Allergies and Artificial Tears (1)
I didn’t know, by the way, that people could be allergic to dogs. Cats are a common allergy. What’s the difference?
Allergies to cats are caused by their saliva, but with dogs it is typically on the skin. If we suspect allergic conjunctivitis, we conduct a very safe and effective 20-minute test. Thanks to a special applicator, we learn what the patient is allergic to and how to avoid certain stimuli.
So say goodbye to Fido? Picasso once got rid of his dachshund, thinking he was just a burden.
Even if Fido or Max is causing an allergic reaction, it doesn’t mean that you have to get rid of your beloved pets, but knowing why it is occurring is key.
On a side note, about drops… One of your employees mentioned that things like Visine are not ideal, “to put it mildly.” I shuddered, because I had bought some just the day before. This wasn’t because I read something good about them, but because they were the cheapest. Are the best drops the most expensive, or are there other considerations?
All drops that you buy in the store constrict conjunctival vessels, but they do not like to be in this compressed state. They love to expand. So it goes like this: the drops narrow those vessels and life is good. But within 4 hours, they expand even larger than before and the eyes are still red. You apply the drops again, and now the effect only lasts 3 hours, then 2, and then only 1.

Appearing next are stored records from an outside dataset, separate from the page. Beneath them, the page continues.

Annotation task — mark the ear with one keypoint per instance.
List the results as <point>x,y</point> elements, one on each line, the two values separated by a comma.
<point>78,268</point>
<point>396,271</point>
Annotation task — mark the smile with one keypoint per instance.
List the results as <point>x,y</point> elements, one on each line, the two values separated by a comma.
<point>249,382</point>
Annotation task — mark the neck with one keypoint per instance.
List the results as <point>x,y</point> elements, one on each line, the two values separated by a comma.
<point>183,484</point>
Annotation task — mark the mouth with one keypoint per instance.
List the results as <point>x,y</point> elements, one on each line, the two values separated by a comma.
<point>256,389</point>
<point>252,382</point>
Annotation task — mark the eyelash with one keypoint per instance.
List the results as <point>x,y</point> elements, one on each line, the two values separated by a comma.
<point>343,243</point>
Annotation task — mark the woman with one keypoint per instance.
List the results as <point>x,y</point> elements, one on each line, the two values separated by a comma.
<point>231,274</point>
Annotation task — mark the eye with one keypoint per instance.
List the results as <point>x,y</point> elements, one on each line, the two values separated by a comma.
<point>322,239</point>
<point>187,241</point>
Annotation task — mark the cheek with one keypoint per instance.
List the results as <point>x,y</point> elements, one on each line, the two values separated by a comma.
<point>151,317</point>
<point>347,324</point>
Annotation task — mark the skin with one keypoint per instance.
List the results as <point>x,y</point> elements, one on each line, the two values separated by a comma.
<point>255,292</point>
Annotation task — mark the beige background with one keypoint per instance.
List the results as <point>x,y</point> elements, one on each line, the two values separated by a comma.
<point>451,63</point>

So they work like narcotics, where you have to take more to get the same effect?
Yes. The end result is that people often come in with bloodshot eyes from constantly using namebrand drops. This is called rebound. However, sometimes redness is caused by drug allergies or from rosacea, which is a skin disease with symptoms that include reddening of the skin and the formation of sores on the face. Bill Clinton, for example, suffers from rosacea. This is often accompanied by lesions in the eye. All of this can be sorted out and controlled if your ophthalmologist is experienced and has adequate facilities.
So would you advise not to buy drops at the store?

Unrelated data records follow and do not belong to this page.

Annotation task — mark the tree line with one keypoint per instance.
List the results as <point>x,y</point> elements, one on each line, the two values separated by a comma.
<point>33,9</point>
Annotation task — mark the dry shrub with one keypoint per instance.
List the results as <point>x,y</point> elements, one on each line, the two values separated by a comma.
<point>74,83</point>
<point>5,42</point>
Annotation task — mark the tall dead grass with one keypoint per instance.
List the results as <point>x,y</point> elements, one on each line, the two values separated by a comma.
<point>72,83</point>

We are often approached by people to whom it is important to have cosmetically-appealing eyes. Someone might have an important meeting and needs to come across as an upbeat person, for example, but this is hard to do with bloodshot eyes. And again, we have to determine the cause. If it is blepharitis, it needs to be treated; it is the same with allergic conjunctivitis. Store-bought drops just cover it up, rather than stopping it where it originates.
Then does it matter if they cost $6 or $26?

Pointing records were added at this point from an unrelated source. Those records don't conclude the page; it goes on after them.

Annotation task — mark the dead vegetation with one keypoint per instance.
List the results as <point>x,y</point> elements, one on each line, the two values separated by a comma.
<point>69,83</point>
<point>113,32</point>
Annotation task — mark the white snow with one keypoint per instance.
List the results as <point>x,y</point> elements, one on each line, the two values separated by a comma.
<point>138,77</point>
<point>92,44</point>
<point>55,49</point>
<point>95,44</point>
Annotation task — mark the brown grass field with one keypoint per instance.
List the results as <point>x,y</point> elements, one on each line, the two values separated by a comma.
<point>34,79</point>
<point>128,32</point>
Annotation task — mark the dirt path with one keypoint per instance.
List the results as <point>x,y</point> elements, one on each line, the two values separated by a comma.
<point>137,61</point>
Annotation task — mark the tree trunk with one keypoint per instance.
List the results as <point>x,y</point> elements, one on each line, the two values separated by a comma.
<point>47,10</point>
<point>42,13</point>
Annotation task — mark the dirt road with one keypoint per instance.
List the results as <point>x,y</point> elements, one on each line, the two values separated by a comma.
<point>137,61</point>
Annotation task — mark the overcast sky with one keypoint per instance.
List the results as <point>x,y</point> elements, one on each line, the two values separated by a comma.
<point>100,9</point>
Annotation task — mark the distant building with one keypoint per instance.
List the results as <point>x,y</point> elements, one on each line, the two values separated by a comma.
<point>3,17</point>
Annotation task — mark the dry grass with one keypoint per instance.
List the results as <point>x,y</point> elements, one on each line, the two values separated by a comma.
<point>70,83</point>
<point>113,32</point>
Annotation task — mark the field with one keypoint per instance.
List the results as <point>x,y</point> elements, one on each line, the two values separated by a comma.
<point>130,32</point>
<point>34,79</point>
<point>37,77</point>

If you buy shoes that aren’t your size, then it isn’t important if they’re real crocodile or faux leather. I usually recommend buying artificial tears, but we must remember that drops vary in quality, much like toothpaste or shampoo. Glaucoma drops may contain preservatives, for example, so if you use them 6-8 times a day, you are irritating your eyes each of those 6-8 times. More than 3-4 times a day will negate its benefits.
Manufacturers include this information on their labels, but only microbes can read it, or those who just got laser correction.
No one advertises the side effects. There are drops without preservatives sold in disposable pipettes, but they are very expensive. We have some prescription-only drops from Germany at our office that are watery, oily, and mucin, and of course have no preservatives. One pipette is enough for an entire day. Dry eyes can be treated in different ways, as well, with vitamins, compresses, and different types of “tears”, including tears that are made from the patient’s own biological material, as well as placental contact lenses loaded with stem cells. These really rejuvenate the eyes.
Placentas?!? That’s the topic of another conversation.
Let’s talk about it separately, then.